Per Pascal infatti: “democrazia: non essendosi potuto fare in modo che quel che è giusto fosse forte, si è fatto in modo che quel che è forte fosse giusto”.
Lasciando lo scettro dell’antipolitica avanzante a coloro che magari, fino all’altro ieri, osannavano invece i partiti nella speranza di un potenziale beneficio (l’astensione sarebbe sì un’assenza di potere politico, ma nell’incapacità di sistemare gli amici degli amici), proveremo qui ad allargare un po’ il campo di gioco, convinti che sia più facile raccontare il popolo “liberato” piuttosto che il suo “liberatore”.
Il Pdl,
qualche merito bisognerà pur riconoscerglielo, non è un partito. Un partito,
essendo una parte che si arroga il diritto di legiferare per la totalità del
popolo è, a ben vedere, già una tangibile rappresentazione antidemocratica…

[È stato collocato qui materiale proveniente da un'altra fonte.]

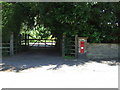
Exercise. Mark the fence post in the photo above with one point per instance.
(76, 46)
(63, 45)
(11, 45)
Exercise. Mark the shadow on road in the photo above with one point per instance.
(42, 57)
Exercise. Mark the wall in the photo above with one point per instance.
(102, 50)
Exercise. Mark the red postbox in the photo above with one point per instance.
(82, 45)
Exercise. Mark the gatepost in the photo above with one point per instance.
(82, 47)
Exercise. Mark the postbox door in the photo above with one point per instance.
(82, 45)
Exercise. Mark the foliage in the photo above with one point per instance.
(98, 21)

infatti si ritorna, coerentemente alla propria mission "aziendale", a Forza Italia.
Una fazione politica quindi, come ogni pezzo che si propone l'obiettivo d’essere un
“tutto”, è in definitiva esclusivamente abnegazione. Una rinuncia di sé, i più
bravi direbbero per spirito di servizio o per generosità, in virtù di un ideale
superiore, in favore di un’umanità che trascenda la singolarità. In definitiva,
l’impegno di un disimpegno che vuol prendere “parte” alla gestione della polis
per non scoprirsi infine incapace di gestire anzitutto sé stesso. L’uomo
politico di ogni risma preferisce quindi credere, per conservarsi in
quell’unico ruolo che ha saputo ritagliarsi, che sia più semplice cambiare il
mondo piuttosto che intervenire direttamente su sé stessi.
Quell'omnibus mondano non può che essere allora quello democratico, ove per ottenere il potere
bisogna fare i conti col popolo sovrano, per dirla con Mirabeau: “il popolo
è la sorgente di ogni potere”. In tal caso il compianto Pdl, più di tutti,
è riuscito suo malgrado a smascherare, per ridicolo, il diffuso pregiudizio
posto alla base di ogni collettività. E’ riuscito insomma a far passare l’idea,
quasi fosse una normale abitudine, che il potere, traslando ancora il motto di
Mirabeau, non risieda nel popolo, bensì nella capacità del capo tribù
d’intercettarne gli umori e i bisogni, le aspettative e le illusioni.
Ogni
partito pare quindi essere, in estrema sintesi, la stessa quintessenza della
democrazia: pagare qualcuno perché ci comandi nel nome di noi stessi, del
popolo o del bene comune, come sentenziò Necker pochi anni dopo la
Rivoluzione francese: “dovrebbe lasciare stupiti gli uomini capaci di
riflessione”.
Detto
alla spicciolata, libertà significa semplicemente che si vuol credere ad un deus
ex machina onnipotente e provvidenziale che sollevi il popolo dalle proprie
responsabilità (il cittadino, come le cronache ci raccontano, sembra non riuscire
a far altro che chiedere risposte preconfezionate allo Stato, a nessuno di loro
passa nemmeno per la testa di cominciare, faticosamente, a darsele da sé quelle
benedette sentenze). Come affermava infatti Bernard Shaw: “la libertà
significa responsabilità: ecco perché molti la temono”. Ma la libertà per
un “popolo” siffatto si riduce semplicemente ad una “patata bollente” da passare
alla svelta a qualcun altro.
Sostenere
colui che può di rimando sostentare il proprio tornaconto singolare, sceglierlo
democraticamente in ragione di una presupposta virtù nobilitante, quella della res
publica - non è questo, in fondo, l’autentico camuffamento di un egoismo
straccione che non sa cosa farsene del proprio ego, non riuscendo a sbrigarsela
con sé stesso? –
Berlusconi,
in tal senso, è assolutamente un “buon partito”!